I turned to the girls who had raised lopsided tents and were heading for the canoes. When Wayne didn’t stop them, I knew that aliens had stolen his brain too. All four climbed into one canoe and paddled out a bit, their hands and feet dangling in the brown water. They drifted around a bend, but we could hear giggles and splashing. Wayne didn’t even look up from the campfire he and the boys were building. I got out the hotdogs while they whittled roasting sticks. About an hour later we couldn’t hear the giggles anymore; we couldn’t hear anything. The aliens returned Wayne’s brain.

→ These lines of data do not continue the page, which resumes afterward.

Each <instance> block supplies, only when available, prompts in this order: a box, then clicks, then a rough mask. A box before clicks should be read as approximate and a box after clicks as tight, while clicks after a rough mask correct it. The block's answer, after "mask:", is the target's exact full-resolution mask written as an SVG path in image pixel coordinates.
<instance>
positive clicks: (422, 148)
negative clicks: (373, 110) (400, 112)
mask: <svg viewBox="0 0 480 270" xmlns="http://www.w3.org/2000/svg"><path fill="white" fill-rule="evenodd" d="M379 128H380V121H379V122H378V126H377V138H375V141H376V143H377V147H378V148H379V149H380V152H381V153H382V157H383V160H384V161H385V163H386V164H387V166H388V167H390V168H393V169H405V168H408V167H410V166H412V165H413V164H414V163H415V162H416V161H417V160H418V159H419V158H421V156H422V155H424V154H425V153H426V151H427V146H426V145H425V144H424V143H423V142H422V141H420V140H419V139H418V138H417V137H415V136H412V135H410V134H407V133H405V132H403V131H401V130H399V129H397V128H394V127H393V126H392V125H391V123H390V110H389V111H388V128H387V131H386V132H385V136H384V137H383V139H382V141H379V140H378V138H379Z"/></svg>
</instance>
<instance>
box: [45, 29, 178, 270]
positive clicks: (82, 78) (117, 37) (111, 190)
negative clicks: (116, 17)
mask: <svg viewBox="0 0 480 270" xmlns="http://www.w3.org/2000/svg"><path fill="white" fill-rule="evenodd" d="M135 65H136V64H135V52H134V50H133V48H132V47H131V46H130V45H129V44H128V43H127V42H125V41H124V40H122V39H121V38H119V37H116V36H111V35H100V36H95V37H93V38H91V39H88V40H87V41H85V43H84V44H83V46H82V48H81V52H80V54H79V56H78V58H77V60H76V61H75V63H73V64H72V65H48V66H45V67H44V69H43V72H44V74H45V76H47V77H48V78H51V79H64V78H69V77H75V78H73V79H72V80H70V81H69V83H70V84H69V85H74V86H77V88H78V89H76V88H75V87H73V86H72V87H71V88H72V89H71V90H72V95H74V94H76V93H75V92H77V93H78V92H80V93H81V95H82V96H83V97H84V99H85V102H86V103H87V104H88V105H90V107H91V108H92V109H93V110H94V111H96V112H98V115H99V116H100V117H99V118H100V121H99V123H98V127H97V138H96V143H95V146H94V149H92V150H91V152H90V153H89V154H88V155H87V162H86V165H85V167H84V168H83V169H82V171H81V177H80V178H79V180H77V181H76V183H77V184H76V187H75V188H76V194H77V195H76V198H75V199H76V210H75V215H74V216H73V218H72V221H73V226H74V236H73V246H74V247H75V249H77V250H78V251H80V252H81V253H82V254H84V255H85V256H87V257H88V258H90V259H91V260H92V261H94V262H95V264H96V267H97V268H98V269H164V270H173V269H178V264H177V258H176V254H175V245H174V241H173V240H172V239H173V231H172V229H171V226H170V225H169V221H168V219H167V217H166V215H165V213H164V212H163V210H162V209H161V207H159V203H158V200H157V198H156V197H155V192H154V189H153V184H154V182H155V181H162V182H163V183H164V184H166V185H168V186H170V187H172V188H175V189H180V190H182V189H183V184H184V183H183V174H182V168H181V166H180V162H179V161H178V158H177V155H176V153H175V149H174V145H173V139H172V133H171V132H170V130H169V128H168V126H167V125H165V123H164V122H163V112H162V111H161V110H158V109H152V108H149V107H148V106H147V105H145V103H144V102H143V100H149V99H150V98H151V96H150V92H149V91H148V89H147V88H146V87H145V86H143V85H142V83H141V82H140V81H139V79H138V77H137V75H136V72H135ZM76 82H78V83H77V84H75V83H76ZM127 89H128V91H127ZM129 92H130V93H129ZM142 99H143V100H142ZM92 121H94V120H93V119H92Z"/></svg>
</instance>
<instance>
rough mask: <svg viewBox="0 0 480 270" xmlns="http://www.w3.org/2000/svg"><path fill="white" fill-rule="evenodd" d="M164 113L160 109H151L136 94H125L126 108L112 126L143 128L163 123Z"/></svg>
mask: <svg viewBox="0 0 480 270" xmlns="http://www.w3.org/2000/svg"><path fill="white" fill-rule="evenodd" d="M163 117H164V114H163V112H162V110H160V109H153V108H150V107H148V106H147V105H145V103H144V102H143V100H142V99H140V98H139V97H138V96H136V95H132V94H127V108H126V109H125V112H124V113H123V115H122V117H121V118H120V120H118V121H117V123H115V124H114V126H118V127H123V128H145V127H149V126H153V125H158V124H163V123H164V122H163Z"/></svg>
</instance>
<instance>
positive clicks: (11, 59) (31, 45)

He and Eugene pushed out in a canoe and paddled around the bend. The other boys rolled their eyes and reached for the cookies. Eventually one of the girls waded around the bend in the muddy shallows. She tossed wet strands of hair out of her eyes and wrung out her soaking t-shirt before she climbed the bank to sit by the fire. Two more followed her, dripping water from their muddy shorts. The fourth one came hopping on one foot, holding a sneaker in her hand. We waited silently for the canoes while they brushed streaks of mud off their legs. Finally Eugene waded around the bend, trailing a canoe behind him. He asked for a bowl and started bailing water out of the bottom. Wayne dragged the other one up on shore, his wet shoes slurping in the mud.
“Never again, will I go anywhere with fourteen year old girls,” he muttered, glaring at their cheerful smiles. They were brushing their hair and singing silly songs while the fire dried them.
Our campfire wasn’t very spiritual that night, with giggling girls and boys waving flaming marshmallow swords. But the whispering from the tents finally stopped and we were just dozing off when Eugene’s sleeping bag hammock dropped him on the hard ground with a thump. Grumbling from the girls’ tent accompanied him while he rigged a tarp between the trees and settled on the ground under it. Later we woke to a yell of “Skunk” and bitter complaints from the boys while he squeezed into their little tent.
Morning brought seven smelly, bleary eyed teens and two exhausted adults to a cold breakfast. After a half hearted devotion and a fervent prayer, we packed up in silence and pushed out onto the river. We reached our rendezvous with their parents before noon. As soon as they beached, the kids bounced out of the canoes.
“It was awesome,” they enthused. “Let’s do it again next week.”
Wayne and I shook our heads in weary astonishment. Aliens.